Wer zum ersten Mal in Großbritannien unterwegs ist, staunt meist nicht schlecht: Autos fahren links, das Lenkrad sitzt rechts – und selbst auf Rolltreppen oder Gehwegen scheint vieles spiegelverkehrt. Tatsächlich hat der Linksverkehr eine Geschichte, die viel älter ist als das Auto. Schon im Mittelalter ritten die meisten Menschen auf der linken Wegseite. Rechtshänder konnten so ihr Schwert mit der stärkeren Hand ziehen und einem möglichen Angreifer leichter begegnen. Links zu reisen galt deshalb lange Zeit als die praktischere und sicherere Variante.
Erst Jahrhunderte später änderte sich das in vielen Ländern Europas. Mit immer größeren Pferdewagen saßen Fuhrleute häufig auf dem linken Zugpferd, um ihre Peitsche besser führen zu können. Dadurch hatten sie den Gegenverkehr besser im Blick, wenn sie rechts fuhren. Besonders prägend war anschließend Napoleon, der in den von ihm eroberten Gebieten den Rechtsverkehr einführte. Großbritannien blieb davon jedoch unberührt und hielt an seiner traditionellen Fahrtrichtung fest.
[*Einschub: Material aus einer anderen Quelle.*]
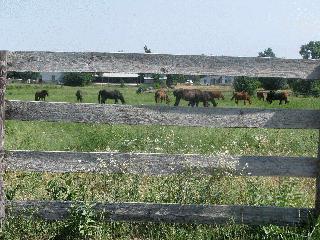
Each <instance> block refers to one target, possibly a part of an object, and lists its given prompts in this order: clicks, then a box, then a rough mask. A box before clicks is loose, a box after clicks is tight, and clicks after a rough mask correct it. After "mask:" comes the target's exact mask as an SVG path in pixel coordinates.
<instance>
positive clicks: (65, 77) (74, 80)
mask: <svg viewBox="0 0 320 240" xmlns="http://www.w3.org/2000/svg"><path fill="white" fill-rule="evenodd" d="M92 79H93V75H92V74H91V73H66V74H65V75H64V76H63V84H64V85H66V86H84V85H88V84H89V83H91V81H92Z"/></svg>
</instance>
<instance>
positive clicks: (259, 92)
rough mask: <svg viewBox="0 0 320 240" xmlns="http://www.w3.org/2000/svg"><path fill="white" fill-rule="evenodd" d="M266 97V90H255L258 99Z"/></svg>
mask: <svg viewBox="0 0 320 240" xmlns="http://www.w3.org/2000/svg"><path fill="white" fill-rule="evenodd" d="M266 97H267V93H266V92H262V91H260V92H257V98H258V99H259V100H261V99H262V100H263V101H264V100H265V99H266Z"/></svg>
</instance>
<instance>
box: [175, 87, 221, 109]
mask: <svg viewBox="0 0 320 240" xmlns="http://www.w3.org/2000/svg"><path fill="white" fill-rule="evenodd" d="M173 95H174V96H175V97H176V102H175V104H174V105H175V106H178V105H179V102H180V99H184V100H186V101H189V103H188V106H192V107H194V106H195V105H196V106H197V107H198V106H199V102H203V106H204V107H208V106H209V104H208V102H211V103H212V105H213V106H217V103H216V102H215V100H214V99H215V98H216V95H215V94H214V93H213V92H212V91H201V90H199V89H177V90H175V91H173Z"/></svg>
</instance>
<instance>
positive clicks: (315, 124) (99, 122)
mask: <svg viewBox="0 0 320 240" xmlns="http://www.w3.org/2000/svg"><path fill="white" fill-rule="evenodd" d="M6 118H7V119H15V120H24V121H33V120H41V121H54V122H60V121H65V122H83V123H107V124H129V125H138V124H142V125H177V126H204V127H212V128H227V127H229V128H238V127H241V128H308V129H320V121H319V119H320V111H317V110H291V109H290V110H288V109H243V108H242V109H240V108H191V107H170V106H131V105H116V104H105V105H103V104H89V103H82V104H74V103H49V102H24V101H8V102H7V103H6Z"/></svg>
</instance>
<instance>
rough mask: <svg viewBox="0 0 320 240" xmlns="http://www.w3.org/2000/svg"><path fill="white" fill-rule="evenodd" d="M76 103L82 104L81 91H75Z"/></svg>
mask: <svg viewBox="0 0 320 240" xmlns="http://www.w3.org/2000/svg"><path fill="white" fill-rule="evenodd" d="M76 97H77V102H82V100H83V96H82V92H81V90H77V92H76Z"/></svg>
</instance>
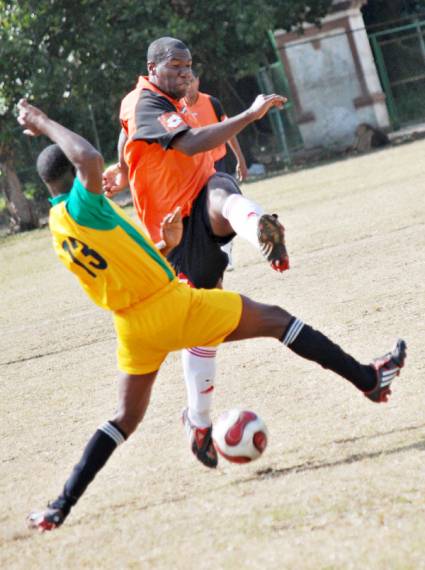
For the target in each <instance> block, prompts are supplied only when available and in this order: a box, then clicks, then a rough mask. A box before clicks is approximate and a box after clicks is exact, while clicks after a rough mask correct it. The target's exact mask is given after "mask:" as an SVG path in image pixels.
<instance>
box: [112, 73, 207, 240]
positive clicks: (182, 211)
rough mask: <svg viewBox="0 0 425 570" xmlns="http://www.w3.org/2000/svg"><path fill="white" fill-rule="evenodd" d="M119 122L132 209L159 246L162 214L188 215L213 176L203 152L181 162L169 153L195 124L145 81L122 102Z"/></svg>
mask: <svg viewBox="0 0 425 570" xmlns="http://www.w3.org/2000/svg"><path fill="white" fill-rule="evenodd" d="M120 119H121V125H122V128H123V129H124V132H125V133H126V135H127V138H128V140H127V143H126V145H125V149H124V158H125V161H126V163H127V164H128V167H129V180H130V188H131V192H132V195H133V200H134V204H135V208H136V211H137V214H138V216H139V218H140V219H141V220H142V222H143V224H144V225H145V227H146V229H147V230H148V232H149V234H150V236H151V238H152V239H153V240H154V241H159V239H160V225H161V221H162V219H163V218H164V216H165V215H166V214H167V213H169V212H171V211H173V210H174V209H175V208H176V207H177V206H180V207H181V208H182V215H183V216H187V215H189V214H190V211H191V208H192V203H193V201H194V200H195V199H196V197H197V196H198V194H199V192H200V191H201V190H202V188H203V187H204V186H205V184H206V182H207V181H208V179H209V178H210V177H211V176H212V175H213V174H214V172H215V169H214V161H213V158H212V156H211V154H210V153H209V152H205V153H198V154H195V155H194V156H187V155H185V154H183V153H182V152H179V151H178V150H174V149H173V148H171V144H172V142H173V140H174V139H175V137H177V136H179V135H181V134H182V133H184V132H186V131H187V130H188V129H190V128H192V127H196V126H199V123H198V122H197V121H196V119H195V118H194V117H193V116H192V115H191V114H190V113H188V112H187V111H186V110H185V109H184V107H183V106H182V104H181V103H180V102H179V101H177V100H175V99H173V98H171V97H169V96H168V95H166V94H165V93H163V92H162V91H160V90H159V89H158V88H157V87H156V86H155V85H153V84H152V83H150V81H148V79H147V78H145V77H140V78H139V81H138V84H137V86H136V88H135V89H134V90H133V91H131V92H130V93H129V94H128V95H127V96H126V97H125V98H124V99H123V101H122V104H121V112H120Z"/></svg>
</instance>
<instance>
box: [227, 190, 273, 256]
mask: <svg viewBox="0 0 425 570" xmlns="http://www.w3.org/2000/svg"><path fill="white" fill-rule="evenodd" d="M263 213H264V210H263V208H262V207H261V206H260V205H259V204H256V203H255V202H252V201H251V200H248V199H247V198H245V197H244V196H241V195H240V194H231V195H230V196H229V197H228V198H226V201H225V202H224V205H223V211H222V214H223V216H224V217H225V218H226V220H229V222H230V225H231V226H232V228H233V231H234V232H235V233H237V234H238V236H241V237H242V238H244V239H246V240H247V241H249V243H251V244H252V245H253V246H254V247H255V248H257V249H259V248H260V245H259V243H258V237H257V229H258V218H259V217H260V216H261V215H262V214H263Z"/></svg>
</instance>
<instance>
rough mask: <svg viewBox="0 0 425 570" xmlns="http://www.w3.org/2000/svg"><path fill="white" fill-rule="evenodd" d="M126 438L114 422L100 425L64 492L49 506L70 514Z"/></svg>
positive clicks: (50, 504) (66, 514)
mask: <svg viewBox="0 0 425 570" xmlns="http://www.w3.org/2000/svg"><path fill="white" fill-rule="evenodd" d="M126 439H127V437H126V435H125V434H124V433H123V432H122V431H121V430H120V429H119V428H118V427H117V426H116V425H115V424H114V422H106V423H105V424H103V425H102V426H100V428H98V429H97V431H96V432H95V433H94V434H93V436H92V438H91V439H90V440H89V442H88V443H87V445H86V448H85V449H84V452H83V455H82V457H81V459H80V461H79V462H78V463H77V465H76V466H75V467H74V469H73V470H72V473H71V475H70V477H69V479H68V480H67V482H66V483H65V486H64V488H63V491H62V493H61V494H60V495H59V497H58V498H57V499H55V500H54V501H52V502H51V503H50V504H49V506H50V507H52V508H56V509H61V510H62V512H63V513H64V514H65V516H66V515H68V514H69V511H70V510H71V507H73V506H74V505H75V504H76V502H77V501H78V499H79V498H80V497H81V495H82V494H83V493H84V491H85V490H86V489H87V487H88V485H89V484H90V483H91V482H92V481H93V479H94V478H95V476H96V474H97V473H98V472H99V471H100V470H101V469H102V467H103V466H104V465H105V463H106V462H107V461H108V459H109V458H110V456H111V455H112V453H113V452H114V451H115V449H116V448H117V447H118V445H120V444H121V443H123V442H124V441H125V440H126Z"/></svg>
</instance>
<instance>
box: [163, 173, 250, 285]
mask: <svg viewBox="0 0 425 570" xmlns="http://www.w3.org/2000/svg"><path fill="white" fill-rule="evenodd" d="M220 182H221V183H222V184H223V185H224V186H225V188H226V189H227V190H230V191H232V192H234V193H235V194H241V191H240V189H239V187H238V185H237V184H236V181H235V179H234V178H233V177H232V176H230V175H229V174H225V173H222V172H217V173H216V174H214V176H213V177H212V178H211V179H210V180H209V183H208V184H209V187H210V188H213V187H214V185H215V184H216V185H217V187H220V186H221V184H220ZM207 199H208V190H207V187H206V186H205V187H204V188H203V189H202V190H201V192H200V193H199V195H198V197H197V198H196V200H195V201H194V203H193V206H192V211H191V213H190V216H187V217H186V218H184V219H183V237H182V240H181V242H180V243H179V245H178V246H177V247H175V248H174V249H173V250H172V251H171V252H170V253H169V254H168V256H167V257H168V260H169V262H170V263H171V264H172V265H173V267H174V269H175V270H176V273H177V275H178V274H179V273H183V274H184V275H185V276H186V277H187V278H188V279H189V280H190V281H191V282H192V283H193V285H194V286H195V287H197V288H201V287H202V288H204V289H213V288H214V287H216V286H217V283H218V282H219V281H220V279H222V277H223V274H224V270H225V269H226V267H227V264H228V262H229V258H228V257H227V254H226V253H224V252H223V251H222V250H221V246H222V245H224V244H226V243H229V241H231V240H232V239H233V238H234V237H235V235H236V234H234V233H232V234H229V235H228V236H226V237H218V236H215V235H214V234H213V232H212V229H211V224H210V219H209V216H208V209H207Z"/></svg>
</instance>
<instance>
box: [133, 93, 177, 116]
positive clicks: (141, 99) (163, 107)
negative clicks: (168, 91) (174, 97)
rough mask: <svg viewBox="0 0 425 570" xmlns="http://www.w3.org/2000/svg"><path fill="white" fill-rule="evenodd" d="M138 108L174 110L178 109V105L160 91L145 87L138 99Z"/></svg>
mask: <svg viewBox="0 0 425 570" xmlns="http://www.w3.org/2000/svg"><path fill="white" fill-rule="evenodd" d="M137 110H138V111H162V112H173V111H177V107H176V106H175V105H173V104H172V103H171V101H169V100H168V99H167V98H166V97H163V96H162V95H160V94H159V93H155V92H154V91H150V90H149V89H143V90H142V92H141V93H140V96H139V99H138V101H137Z"/></svg>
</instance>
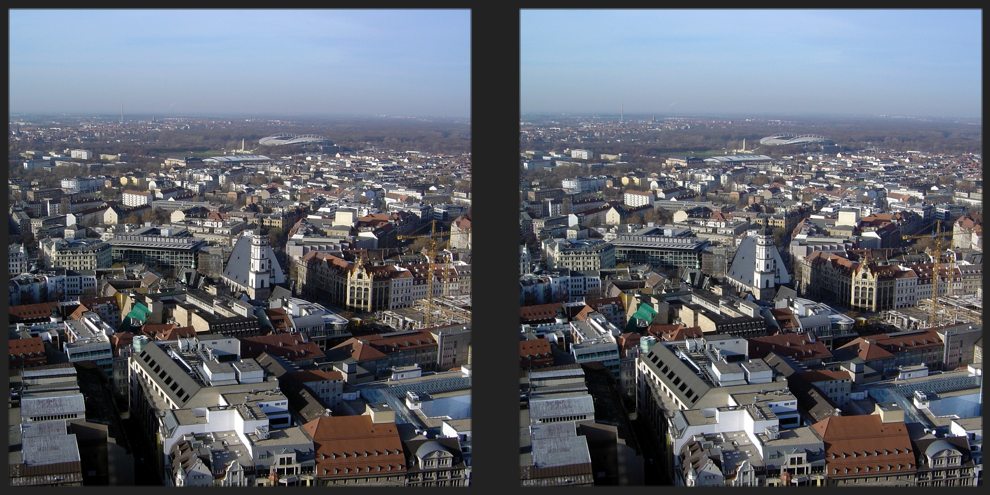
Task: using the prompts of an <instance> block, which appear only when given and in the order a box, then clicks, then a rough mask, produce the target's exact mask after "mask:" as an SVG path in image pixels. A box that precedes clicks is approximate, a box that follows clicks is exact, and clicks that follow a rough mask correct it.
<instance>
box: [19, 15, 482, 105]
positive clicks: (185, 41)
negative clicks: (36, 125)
mask: <svg viewBox="0 0 990 495" xmlns="http://www.w3.org/2000/svg"><path fill="white" fill-rule="evenodd" d="M469 20H470V12H469V11H468V10H417V11H413V10H409V11H395V10H374V11H372V10H346V11H327V10H309V11H306V10H292V11H288V10H266V11H253V10H204V11H195V12H192V11H183V10H128V11H124V10H87V11H68V10H45V11H40V10H12V11H11V18H10V66H9V69H10V77H9V81H10V103H11V106H10V111H11V113H12V114H13V113H18V114H25V113H75V114H77V113H86V114H100V115H115V114H117V112H118V111H119V110H120V108H121V106H123V111H124V112H125V113H131V114H138V113H140V114H155V115H159V116H163V117H169V116H186V115H207V114H213V115H231V114H235V115H263V116H268V115H282V116H287V115H292V116H319V117H325V116H342V115H343V116H347V115H350V116H381V115H390V116H411V117H443V118H467V117H469V114H470V23H469ZM100 26H102V27H103V28H99V27H100ZM94 28H97V29H94ZM108 28H109V29H108ZM300 68H302V69H303V70H302V71H301V72H300ZM52 70H56V71H57V72H56V73H57V74H61V77H59V76H56V77H53V74H52ZM67 78H68V79H70V80H72V84H65V83H66V79H67Z"/></svg>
Als das Automobil seinen Siegeszug antrat, war der Linksverkehr auf der Insel längst fest etabliert. Statt das gesamte Straßennetz, alle Fahrzeuge und Gewohnheiten umzustellen, blieb man beim Bewährten. Heute fahren deshalb nicht nur das Vereinigte Königreich, sondern auch Länder wie Irland, Australien, Neuseeland, Japan oder Indien links – oft als historisches Erbe der britischen Vergangenheit. Weltweit ist der Rechtsverkehr zwar die Regel, doch rund ein Drittel der Menschen lebt bis heute in Ländern mit Linksverkehr.